Scarpa, grinta da ex: «Al Lamberti l’inizio della mia scalata»

Il capitano della Paganese: «Non giocare mi fa soffrire, i miei compagni daranno tutto»

PAGANI - Sarà uno dei grandi assenti del derby di domenica al Lamberti. La Paganese, infatti, dovrà rinunciare ancora al suo capitano Francesco Scarpa, quasi alla soglia dei 40 anni da compire il 18 giugno prossimo e con tanta voglia ancora di calcare i campi da gioco. «Certo, non smetto proprio ora che inizio a divertirmi», sorride. Ex della gara, non sarà in campo per un problema discale che non gli permette di essere al 100%: «Soffro a stare fuori e guardare i miei compagni per una maglia che è la mia seconda pelle».
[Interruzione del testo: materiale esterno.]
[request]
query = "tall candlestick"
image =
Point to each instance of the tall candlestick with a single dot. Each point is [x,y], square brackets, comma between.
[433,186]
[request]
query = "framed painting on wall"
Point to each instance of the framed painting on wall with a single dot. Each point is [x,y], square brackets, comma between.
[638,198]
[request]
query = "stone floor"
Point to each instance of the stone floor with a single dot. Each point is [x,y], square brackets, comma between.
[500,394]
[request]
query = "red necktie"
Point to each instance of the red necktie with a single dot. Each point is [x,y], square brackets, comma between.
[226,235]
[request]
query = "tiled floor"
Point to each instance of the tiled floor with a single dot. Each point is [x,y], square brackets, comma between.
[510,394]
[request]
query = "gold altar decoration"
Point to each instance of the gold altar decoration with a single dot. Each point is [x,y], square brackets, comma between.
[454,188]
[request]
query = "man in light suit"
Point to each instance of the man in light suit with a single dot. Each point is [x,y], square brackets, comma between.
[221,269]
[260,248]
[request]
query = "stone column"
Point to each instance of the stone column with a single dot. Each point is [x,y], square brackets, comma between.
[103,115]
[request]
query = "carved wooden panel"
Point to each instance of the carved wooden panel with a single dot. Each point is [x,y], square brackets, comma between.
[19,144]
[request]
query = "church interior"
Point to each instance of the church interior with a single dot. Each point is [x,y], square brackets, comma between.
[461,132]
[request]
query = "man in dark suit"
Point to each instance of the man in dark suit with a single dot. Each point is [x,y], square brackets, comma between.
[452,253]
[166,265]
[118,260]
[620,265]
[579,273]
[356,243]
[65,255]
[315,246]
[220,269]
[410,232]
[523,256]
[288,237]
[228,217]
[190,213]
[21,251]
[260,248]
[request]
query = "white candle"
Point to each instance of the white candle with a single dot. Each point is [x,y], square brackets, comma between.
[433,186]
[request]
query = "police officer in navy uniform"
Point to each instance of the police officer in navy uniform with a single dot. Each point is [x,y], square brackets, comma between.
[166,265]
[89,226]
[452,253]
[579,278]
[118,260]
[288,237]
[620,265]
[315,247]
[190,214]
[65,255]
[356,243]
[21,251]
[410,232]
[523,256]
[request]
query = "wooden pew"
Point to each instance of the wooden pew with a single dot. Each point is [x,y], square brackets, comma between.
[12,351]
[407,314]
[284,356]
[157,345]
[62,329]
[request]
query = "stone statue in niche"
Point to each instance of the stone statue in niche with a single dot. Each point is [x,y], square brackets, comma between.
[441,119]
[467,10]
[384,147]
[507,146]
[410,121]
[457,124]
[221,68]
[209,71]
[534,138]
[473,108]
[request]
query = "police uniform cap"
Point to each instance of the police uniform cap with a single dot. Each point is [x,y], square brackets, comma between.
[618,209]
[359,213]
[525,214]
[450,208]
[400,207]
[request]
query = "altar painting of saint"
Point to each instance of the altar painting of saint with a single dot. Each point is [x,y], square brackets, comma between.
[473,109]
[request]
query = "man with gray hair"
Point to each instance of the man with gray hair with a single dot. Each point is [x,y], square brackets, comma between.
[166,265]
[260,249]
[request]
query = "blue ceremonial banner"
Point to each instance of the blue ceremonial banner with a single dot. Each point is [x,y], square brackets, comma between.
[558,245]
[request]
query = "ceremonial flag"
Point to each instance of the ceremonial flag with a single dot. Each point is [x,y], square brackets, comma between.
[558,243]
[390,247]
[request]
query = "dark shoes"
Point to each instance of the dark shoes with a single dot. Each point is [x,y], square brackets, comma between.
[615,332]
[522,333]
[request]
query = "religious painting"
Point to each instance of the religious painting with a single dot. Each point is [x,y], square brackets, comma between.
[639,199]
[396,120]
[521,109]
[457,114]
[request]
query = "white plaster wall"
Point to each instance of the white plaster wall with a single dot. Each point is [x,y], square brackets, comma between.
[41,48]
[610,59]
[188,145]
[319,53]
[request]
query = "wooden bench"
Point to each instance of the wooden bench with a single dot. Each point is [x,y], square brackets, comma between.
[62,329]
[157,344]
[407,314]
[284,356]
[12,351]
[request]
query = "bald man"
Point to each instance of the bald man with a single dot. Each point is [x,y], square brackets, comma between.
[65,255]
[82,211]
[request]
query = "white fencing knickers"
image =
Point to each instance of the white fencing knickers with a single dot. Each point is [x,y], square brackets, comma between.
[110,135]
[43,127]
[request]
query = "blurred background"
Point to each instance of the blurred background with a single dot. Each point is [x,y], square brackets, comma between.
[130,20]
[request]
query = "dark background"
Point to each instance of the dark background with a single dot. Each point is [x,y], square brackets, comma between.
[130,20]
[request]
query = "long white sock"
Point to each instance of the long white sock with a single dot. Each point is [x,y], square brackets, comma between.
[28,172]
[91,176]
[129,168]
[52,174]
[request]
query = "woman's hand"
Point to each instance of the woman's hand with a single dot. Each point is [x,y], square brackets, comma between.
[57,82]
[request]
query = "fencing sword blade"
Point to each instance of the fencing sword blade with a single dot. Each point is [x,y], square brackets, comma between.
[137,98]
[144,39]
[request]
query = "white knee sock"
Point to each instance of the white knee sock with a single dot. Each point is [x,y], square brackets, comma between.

Stagione 2001/2002, era in forza al Sapri in Eccellenza e fece un provino insieme ad altri con la Cavese, affrontando la Primavera del Napoli. Ricorda, Scarpa? «Certo. Ero a Sapri e l’anno prima ero stato con mister Belotti che sedeva sulla panchina della Cavese. Scelsero solo me e dall’Eccellenza mi ritrovai in poco tempo nei professionisti con il ripescaggio degli aquilotti per il fallimento del Savoia e della Juve Stabia. Che emozione l’esordio da titolare ed il gol al Martina. Da lì è iniziata la mia scalata. Poi Gladiator, Giugliano, Foggia, Paganese, Salernitana, Taranto, Portogruaro, ancora Paganese, Savoia, Sorrento e poi il secondo ritorno a Pagani. Oltre 450 presenze tra serie D, C e B».

Scarpa fu anche l’autore dell’ultimo gol vittoria al Simonetta Lamberti. «Ricordo benissimo il derby della stagione 2007/2008. La rete e la corsa sotto la Curva dei nostri tifosi per raggiungere i playout poi vinti con il Lecco. Peccato che i supporters della Paganese non potranno esserci in questa partita. Meritano di raggiungere la salvezza per i tanti sacrifici che stanno facendo».